David Boreham wrote:
With this patch, a slapd that occupies 6.8GB on a system with 8GB of RAM can run continuously without swapping, delivering a sustained 11,500 authentications per second. Without the patch, swapping starts when the process hits the 4.5GB mark (because over 3GB of buffer cache is in use), and performance drops to only *hundreds* of authentications per second.
This is interesting. Did you test performance under other workloads ? Reason I ask is that every time I've tried O_DIRECT in the past performance suffered (significantly) in the case where I/O is being done (I suspect due to reduced concurrency because the application must block in cases where it wouldn't have when using OS buffering).
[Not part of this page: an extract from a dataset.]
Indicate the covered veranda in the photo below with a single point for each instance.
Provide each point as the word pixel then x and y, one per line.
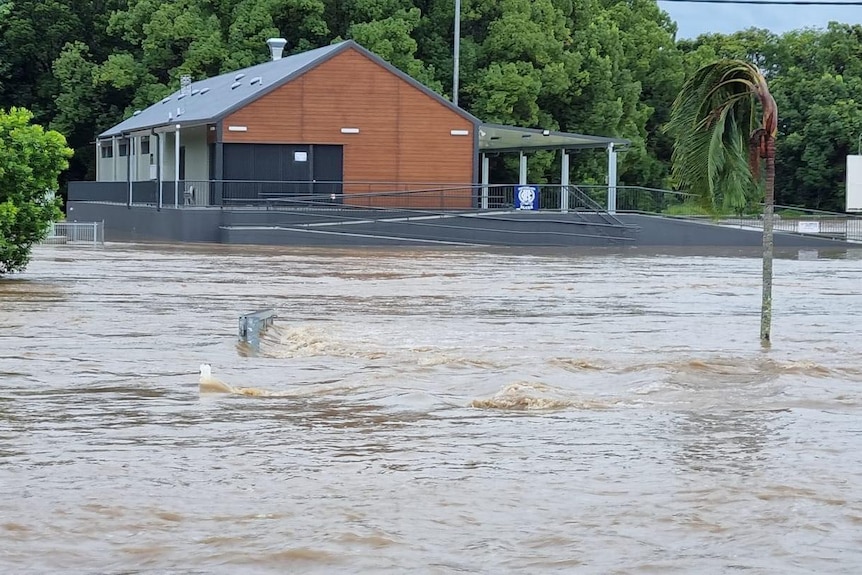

Other database productst that I keep track of (e.g. Postgresql) report similar findings.
Testing with swappiness=0 actually did turn out faster, by a tiny margin. Peak throughput was 11609 auths/second @ 160 client threads with swappiness=0, vs 11567/sec @ 140 client threads with O_DIRECT. Peak process size was also slightly smaller without O_DIRECT.
I think the difference is so small because the caches were already at a 99% hit rate; very few requests would actually need to do I/O. But in those cases where the data wasn't in the slapd or the BDB cache, it had a chance of being in the fs buffer cache, thus the higher throughput without O_DIRECT.
At this point I'm going to forget about the O_DIRECT patch.